As many children of immigrants know, the tumult of expatriation – mixed as it invariably is with wonder and excitement – can travel onward through generations.

The Roles We Play by Sabba Khan is both a meditation on this collective inherited trauma, and a deep dive into the personal experience of an exceptional woman.

The book, described as a ‘graphic memoir’, is at one level the story of its author, an architect from East London whose parents emigrated from Azad Kashmir in Pakistan. Having taken off her headscarf and married a white Englishman, she is coming to terms with who she is.

Through a combination of graphic art and text, Khan unravels the tensions that haunt her: her relationship with a possessive mother; her religious belief; duty to family and to self; the struggle between belonging and individuality.

Growing up in multicultural Newham, these stresses and strains only became fully apparent to Khan when she went to university and then sought to find a professional niche in the fiercely competitive world of architecture.

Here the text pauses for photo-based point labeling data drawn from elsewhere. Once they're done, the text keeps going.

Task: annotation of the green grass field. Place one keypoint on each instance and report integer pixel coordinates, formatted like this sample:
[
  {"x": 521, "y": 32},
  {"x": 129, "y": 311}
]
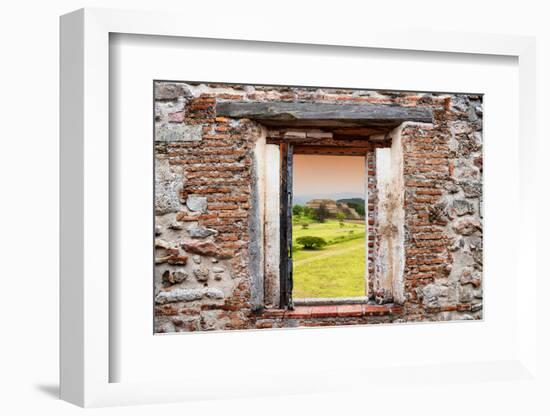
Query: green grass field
[{"x": 337, "y": 270}]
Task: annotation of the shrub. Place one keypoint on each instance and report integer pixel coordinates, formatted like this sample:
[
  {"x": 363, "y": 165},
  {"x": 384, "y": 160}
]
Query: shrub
[
  {"x": 311, "y": 243},
  {"x": 297, "y": 210}
]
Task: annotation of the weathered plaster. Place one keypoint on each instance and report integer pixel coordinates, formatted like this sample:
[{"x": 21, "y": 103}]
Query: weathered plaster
[{"x": 271, "y": 225}]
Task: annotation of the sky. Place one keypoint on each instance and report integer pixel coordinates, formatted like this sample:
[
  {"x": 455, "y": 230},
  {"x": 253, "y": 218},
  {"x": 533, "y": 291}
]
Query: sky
[{"x": 321, "y": 176}]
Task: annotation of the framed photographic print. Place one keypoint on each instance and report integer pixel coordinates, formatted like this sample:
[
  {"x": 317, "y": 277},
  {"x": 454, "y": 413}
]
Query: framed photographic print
[{"x": 281, "y": 213}]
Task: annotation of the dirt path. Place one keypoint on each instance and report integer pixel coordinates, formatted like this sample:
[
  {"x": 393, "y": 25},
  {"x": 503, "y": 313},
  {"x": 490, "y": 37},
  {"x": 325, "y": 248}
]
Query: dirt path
[{"x": 330, "y": 254}]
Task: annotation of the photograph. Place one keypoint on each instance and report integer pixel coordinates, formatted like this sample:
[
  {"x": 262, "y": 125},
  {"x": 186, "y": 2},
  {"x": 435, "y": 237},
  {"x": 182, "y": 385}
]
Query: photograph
[{"x": 288, "y": 206}]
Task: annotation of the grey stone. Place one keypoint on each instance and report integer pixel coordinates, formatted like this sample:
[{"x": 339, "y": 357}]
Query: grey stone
[
  {"x": 162, "y": 244},
  {"x": 187, "y": 295},
  {"x": 470, "y": 276},
  {"x": 196, "y": 203},
  {"x": 457, "y": 244},
  {"x": 176, "y": 226},
  {"x": 170, "y": 92},
  {"x": 465, "y": 294},
  {"x": 462, "y": 207},
  {"x": 471, "y": 189},
  {"x": 197, "y": 231},
  {"x": 477, "y": 307},
  {"x": 202, "y": 274},
  {"x": 167, "y": 188},
  {"x": 180, "y": 276},
  {"x": 467, "y": 226},
  {"x": 172, "y": 278},
  {"x": 175, "y": 132}
]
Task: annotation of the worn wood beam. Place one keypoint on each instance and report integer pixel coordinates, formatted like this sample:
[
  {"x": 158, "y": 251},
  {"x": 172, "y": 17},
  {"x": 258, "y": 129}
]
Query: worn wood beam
[
  {"x": 279, "y": 113},
  {"x": 331, "y": 150}
]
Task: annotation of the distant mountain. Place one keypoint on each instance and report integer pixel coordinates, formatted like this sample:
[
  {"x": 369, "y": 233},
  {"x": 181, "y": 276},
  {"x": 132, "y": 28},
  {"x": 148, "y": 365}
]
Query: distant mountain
[
  {"x": 302, "y": 199},
  {"x": 358, "y": 201}
]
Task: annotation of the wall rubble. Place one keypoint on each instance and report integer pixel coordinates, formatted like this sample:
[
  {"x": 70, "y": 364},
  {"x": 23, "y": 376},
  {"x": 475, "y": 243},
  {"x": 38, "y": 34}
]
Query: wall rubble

Her success is testimony to the safe navigation of a cultural obstacle course, but the path was fraught with self-doubt and pain.

At another level, the book is a work of narrative sociology, for Khan clearly sees her experience as being emblematic of the large number of British Asians who find themselves caught between cultures, value systems and competing sets of expectations.

Tackling big questions such as the hierarchy of needs and free will versus cultural determination, the text veers between styles; some passages have an academic flavour, others are far more poetic, and several largeish chunks are styled in conventional graphic novel form.

This makes The Roles We Play somewhat challenging to characterise; but unclassifiability is perhaps a fitting attribute of a volume so laden with paradox and so rich in nuance.

The Roles We Play by Sabba Khan is published by Myriad Editions. ISBN: 978-1-912408- 30-6. RRP: £18.99.